Türkiye bu ihaleyi kabul ederken Pakistan ve Macaristan’ı da yanına alma düşüncesindeydi ancak Taliban NATO güçlerinin Afganistan’dan çekilmesinin ardından bu teklifi kesin bir şekilde reddettiğini bildirdi.

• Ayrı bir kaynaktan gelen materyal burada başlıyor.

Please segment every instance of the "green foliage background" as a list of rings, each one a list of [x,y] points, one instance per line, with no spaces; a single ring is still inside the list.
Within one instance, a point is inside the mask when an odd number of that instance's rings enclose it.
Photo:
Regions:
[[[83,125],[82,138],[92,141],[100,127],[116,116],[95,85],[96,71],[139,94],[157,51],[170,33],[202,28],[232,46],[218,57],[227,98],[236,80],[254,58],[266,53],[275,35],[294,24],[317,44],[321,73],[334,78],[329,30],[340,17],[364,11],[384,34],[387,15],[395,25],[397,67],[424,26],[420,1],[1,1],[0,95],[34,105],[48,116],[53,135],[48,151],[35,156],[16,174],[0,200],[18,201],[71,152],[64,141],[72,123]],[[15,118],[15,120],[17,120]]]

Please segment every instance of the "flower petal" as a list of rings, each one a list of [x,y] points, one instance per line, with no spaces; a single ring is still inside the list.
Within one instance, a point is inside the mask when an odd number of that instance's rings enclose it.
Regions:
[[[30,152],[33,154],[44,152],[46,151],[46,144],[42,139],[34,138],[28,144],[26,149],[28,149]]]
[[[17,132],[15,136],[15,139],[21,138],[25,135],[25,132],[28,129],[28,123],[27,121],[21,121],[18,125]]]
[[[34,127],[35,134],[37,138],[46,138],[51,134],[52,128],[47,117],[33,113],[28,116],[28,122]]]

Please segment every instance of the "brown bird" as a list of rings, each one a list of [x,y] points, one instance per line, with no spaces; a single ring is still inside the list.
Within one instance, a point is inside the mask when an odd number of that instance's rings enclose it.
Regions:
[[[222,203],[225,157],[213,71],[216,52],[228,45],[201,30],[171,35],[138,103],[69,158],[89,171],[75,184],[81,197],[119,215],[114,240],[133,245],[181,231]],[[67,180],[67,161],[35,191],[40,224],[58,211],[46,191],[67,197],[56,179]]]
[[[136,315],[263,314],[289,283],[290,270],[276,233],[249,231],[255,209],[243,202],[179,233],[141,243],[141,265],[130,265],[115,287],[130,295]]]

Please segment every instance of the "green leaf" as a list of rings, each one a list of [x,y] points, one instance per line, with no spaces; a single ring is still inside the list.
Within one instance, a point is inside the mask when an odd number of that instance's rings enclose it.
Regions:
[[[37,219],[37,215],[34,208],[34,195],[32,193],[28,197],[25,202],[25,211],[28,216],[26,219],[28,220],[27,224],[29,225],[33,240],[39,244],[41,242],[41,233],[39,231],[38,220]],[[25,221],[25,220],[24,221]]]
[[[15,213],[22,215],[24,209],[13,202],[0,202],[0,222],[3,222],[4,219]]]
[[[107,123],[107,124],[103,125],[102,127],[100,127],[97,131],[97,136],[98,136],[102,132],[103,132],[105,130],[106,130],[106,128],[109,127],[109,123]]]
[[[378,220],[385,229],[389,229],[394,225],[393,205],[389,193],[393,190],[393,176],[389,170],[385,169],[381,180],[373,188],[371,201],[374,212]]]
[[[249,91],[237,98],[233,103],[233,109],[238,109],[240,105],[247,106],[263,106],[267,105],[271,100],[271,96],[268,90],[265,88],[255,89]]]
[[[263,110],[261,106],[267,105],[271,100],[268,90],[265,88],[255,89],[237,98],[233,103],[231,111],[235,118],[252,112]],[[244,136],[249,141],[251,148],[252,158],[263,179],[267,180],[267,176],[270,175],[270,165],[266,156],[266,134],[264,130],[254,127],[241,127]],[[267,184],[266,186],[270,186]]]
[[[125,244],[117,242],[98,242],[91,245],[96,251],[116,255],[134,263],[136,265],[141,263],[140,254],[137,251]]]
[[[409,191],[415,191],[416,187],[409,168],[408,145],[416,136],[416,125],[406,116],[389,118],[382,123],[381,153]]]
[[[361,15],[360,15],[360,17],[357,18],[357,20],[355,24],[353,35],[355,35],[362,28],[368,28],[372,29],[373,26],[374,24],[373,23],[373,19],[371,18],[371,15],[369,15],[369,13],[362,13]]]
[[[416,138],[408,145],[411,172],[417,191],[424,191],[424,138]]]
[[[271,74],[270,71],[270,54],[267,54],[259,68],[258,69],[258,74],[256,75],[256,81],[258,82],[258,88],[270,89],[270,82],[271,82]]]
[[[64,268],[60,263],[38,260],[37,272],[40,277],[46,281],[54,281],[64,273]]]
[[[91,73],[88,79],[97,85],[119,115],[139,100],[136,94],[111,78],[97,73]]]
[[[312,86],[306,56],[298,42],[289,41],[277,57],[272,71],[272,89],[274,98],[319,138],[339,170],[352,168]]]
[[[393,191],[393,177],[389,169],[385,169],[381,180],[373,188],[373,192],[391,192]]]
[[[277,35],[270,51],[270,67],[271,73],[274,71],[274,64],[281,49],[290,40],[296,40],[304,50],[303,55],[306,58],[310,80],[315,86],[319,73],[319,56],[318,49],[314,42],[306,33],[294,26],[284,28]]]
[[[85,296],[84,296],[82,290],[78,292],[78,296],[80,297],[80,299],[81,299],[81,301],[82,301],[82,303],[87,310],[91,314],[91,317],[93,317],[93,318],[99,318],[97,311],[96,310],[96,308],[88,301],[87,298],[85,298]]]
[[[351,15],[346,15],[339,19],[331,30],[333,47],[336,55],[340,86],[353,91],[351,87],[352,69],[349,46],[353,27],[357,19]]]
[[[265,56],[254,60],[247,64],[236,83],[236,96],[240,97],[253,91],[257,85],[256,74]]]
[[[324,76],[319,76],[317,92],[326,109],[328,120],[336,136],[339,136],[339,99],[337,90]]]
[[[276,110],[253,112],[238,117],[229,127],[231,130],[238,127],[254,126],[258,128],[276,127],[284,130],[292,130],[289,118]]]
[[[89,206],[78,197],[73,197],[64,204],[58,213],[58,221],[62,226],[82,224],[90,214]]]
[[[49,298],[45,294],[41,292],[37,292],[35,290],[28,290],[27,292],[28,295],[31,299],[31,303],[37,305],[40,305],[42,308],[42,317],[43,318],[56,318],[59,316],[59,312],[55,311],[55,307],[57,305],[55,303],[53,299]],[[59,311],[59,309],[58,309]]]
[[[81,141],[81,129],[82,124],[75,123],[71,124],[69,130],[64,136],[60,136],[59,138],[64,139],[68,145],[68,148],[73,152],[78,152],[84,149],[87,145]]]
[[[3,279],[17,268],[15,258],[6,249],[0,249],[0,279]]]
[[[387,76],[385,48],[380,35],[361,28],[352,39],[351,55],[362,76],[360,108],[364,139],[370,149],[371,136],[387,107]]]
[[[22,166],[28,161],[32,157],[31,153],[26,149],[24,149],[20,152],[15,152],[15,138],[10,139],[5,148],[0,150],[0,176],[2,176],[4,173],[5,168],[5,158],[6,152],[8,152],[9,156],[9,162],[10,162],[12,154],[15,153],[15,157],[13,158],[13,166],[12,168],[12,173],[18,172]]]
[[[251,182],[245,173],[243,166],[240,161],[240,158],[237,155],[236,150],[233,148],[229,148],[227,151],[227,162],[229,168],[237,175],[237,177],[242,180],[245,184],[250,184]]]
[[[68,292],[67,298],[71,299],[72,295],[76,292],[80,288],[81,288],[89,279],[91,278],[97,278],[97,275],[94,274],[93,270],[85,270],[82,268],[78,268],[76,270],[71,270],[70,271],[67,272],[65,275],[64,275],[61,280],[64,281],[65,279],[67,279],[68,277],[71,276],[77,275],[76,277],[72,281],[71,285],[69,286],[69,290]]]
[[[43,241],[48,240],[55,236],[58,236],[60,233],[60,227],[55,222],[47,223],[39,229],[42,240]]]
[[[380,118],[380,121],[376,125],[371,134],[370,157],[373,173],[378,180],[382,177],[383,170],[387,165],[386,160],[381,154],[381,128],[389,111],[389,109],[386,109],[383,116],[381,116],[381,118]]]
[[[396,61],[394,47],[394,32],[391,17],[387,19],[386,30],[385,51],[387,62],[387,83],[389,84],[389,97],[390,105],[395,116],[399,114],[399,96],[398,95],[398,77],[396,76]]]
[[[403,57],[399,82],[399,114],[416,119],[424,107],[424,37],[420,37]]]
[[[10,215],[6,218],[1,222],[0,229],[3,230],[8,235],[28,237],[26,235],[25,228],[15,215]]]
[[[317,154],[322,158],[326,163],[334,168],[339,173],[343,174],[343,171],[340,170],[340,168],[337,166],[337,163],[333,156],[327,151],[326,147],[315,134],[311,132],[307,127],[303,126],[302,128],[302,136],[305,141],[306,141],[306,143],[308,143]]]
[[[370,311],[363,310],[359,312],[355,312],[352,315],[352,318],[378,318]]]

Taliban 29 Şubat 2020’de ABD ile imzaladığı anlaşma kapsamında Afganistan’da tek bir NATO askeri kalmayacak şeklinde anlaştılar ve doğal olarak Türkiye’nin havalimanı işletmesine karşı çıktılar.

Her ne kadar Kâbil Havalimanı'nın önemi, seyahat için tek güvenli yol veya NATO ve Türkiye ilişkileri ya da Afganistan ile tarihi ve siyasi ilişkiler olduğu vurgulanmış olsa da Türkiye açısından daha farklı bir öneme sahipti. 20 sene sonra Afganistan’da güç dengesinin değiştiğini görüyoruz ve Türkiye’nin Yeni Osmanlıcılık politikaları çerçevesinde bu havalimanı bölgede önemini koruyordu. 

Siyasal anlamda ise, Taliban ülkeyi ele geçirdikten sonra Pakistan, Çin ve Rusya ile iyi ilişkiler kurarak onlarla pazarlık masasına oturdu ve adı geçen ülkeler o bölgede tarih boyunca böyle bir fırsatı kovalarken asla bunu başkasına devretmek istemezlerdi. Sonunda Taliban yönetimi havalimanının işletilmesi için, güvenlik değil sadece operasyonel ve teknik hizmet verecek olan GAK adlı Katarlı bir şirketle anlaştı. Adı geçen şirket bir önceki hükümet döneminde ise 2 yıl boyunca Afganistan’da farklı hava limanlarında hizmet vermiş ve ihaleler de aldı.